We found that in vitro stimulation of tumour cell-depleted PBMCs from CML patient 3 by tumour cell lysate-pulsed DCs also resulted in the generation of specific GM-CSF-producing T-cell lines. This finding is of particular interest because previous studies in mice and humans suggested a correlation between tumour-specific GM-CSF secretion by TIL or tumour-draining lymph node cells and their anti-tumour therapeutic efficacy in vivo (Aruga et al, 1997). These latter investigators also showed that mixing of the two purified T-cell populations enhanced the anti-tumour activity of the CD8+ T cells in vivo. Attempts to clone the different T-cell lines obtained in the present study were successful only with TL-DC3-2, the line secreting the greatest amounts of GM-CSF. This cytokine can lead to the recruitment and activation of other lymphocytes, monocytes, neutrophils and DCs, provide critical signalling to other effector cells and help in the generation of optimal CD8+ T-cell cytotoxic responses. A majority of the GM-CSF-secreting clones also produced large amounts of the Th1 cytokine IFN-γ. According to Reuben et al (2000), the synthesis of Th1 cytokines in CML patients during remission was accompanied by normalization in the percentage and number of T cells and restoration of their functions. This type of line may therefore also be useful for immunotherapy.
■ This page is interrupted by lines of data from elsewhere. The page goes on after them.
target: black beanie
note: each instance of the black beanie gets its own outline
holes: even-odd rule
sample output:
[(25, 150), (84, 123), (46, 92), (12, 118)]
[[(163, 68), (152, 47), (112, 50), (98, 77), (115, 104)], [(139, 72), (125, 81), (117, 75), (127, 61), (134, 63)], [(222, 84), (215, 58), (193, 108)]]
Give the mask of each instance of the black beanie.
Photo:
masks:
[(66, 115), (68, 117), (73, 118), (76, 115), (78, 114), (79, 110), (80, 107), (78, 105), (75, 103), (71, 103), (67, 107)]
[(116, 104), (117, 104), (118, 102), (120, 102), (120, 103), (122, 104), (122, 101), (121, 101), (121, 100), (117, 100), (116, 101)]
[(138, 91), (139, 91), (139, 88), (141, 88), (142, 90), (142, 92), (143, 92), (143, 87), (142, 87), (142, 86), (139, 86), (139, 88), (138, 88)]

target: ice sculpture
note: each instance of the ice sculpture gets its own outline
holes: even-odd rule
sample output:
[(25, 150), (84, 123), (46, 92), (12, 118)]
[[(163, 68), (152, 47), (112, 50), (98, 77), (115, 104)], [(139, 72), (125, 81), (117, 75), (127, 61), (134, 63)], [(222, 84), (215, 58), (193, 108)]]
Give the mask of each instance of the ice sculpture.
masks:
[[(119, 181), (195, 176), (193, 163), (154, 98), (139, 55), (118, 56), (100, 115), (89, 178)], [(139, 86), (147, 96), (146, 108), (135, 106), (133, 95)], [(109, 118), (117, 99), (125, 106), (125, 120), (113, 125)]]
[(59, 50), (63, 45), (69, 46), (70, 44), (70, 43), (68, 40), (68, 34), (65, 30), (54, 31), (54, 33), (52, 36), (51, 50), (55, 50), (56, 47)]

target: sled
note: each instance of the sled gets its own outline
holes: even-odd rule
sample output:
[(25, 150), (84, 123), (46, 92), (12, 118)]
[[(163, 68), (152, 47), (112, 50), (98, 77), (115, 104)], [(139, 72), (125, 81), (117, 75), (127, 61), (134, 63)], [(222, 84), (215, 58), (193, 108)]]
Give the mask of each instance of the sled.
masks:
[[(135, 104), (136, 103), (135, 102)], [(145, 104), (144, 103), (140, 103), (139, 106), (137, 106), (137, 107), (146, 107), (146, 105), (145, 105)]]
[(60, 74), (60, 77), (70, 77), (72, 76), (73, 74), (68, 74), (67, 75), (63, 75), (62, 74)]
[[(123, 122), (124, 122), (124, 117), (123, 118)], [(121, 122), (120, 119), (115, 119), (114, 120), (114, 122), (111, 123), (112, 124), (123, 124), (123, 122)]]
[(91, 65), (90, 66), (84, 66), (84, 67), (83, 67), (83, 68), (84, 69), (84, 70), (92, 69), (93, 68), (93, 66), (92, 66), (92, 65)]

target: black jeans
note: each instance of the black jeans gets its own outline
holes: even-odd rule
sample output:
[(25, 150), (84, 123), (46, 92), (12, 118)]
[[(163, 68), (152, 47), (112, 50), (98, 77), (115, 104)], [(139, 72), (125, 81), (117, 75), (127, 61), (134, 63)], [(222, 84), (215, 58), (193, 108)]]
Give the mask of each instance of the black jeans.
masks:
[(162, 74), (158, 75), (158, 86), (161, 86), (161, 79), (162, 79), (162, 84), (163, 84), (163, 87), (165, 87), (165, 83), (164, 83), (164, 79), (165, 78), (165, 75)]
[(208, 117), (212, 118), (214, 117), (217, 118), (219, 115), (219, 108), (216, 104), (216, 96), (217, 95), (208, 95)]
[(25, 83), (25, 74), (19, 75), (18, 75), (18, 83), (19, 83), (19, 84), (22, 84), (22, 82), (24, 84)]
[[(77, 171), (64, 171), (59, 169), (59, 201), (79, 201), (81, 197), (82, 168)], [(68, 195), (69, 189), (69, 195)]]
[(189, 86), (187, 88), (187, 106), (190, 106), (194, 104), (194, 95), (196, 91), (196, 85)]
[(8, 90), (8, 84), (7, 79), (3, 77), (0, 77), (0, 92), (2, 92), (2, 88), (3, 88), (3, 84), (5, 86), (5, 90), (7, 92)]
In vitro studies have demonstrated that synthetic bcr–abl chimaeric peptides can bind to certain HLA class I and II alleles on APCa, and T cells can be generated that recognize targets preincubated with these peptides. However, recognition of native tumour cells in the absence of exogenous peptide has only been demonstrated in a minority of cases and reports are conflicting on whether CTLs can lyse leukaemic cells displaying endogenous bcr–abl peptides on their MHC molecules, and whether Th cell recognition occurs. We report here the isolation of T cells that proliferated or produced IFN-γ and GM-CSF upon co-culture with autologous leukaemia cells, but not HLA-identical sibling cells, suggesting that in vitro primed T cells recognized the same epitopes on the fresh leukaemia cells that had been presented by immunogenic dendritic cells. This approach includes a broad range of polyclonal T cells reactive with autologous leukaemic cells without the need to identify the exact leukaemia antigen involved in the T-cell response.
This work was supported by the Mildred Scheel Foundation (Deutsche Krebshilfe) grant number 10–1173-Pa3 and the Dieter Schlag Foundation. We thank patients who provided blood samples.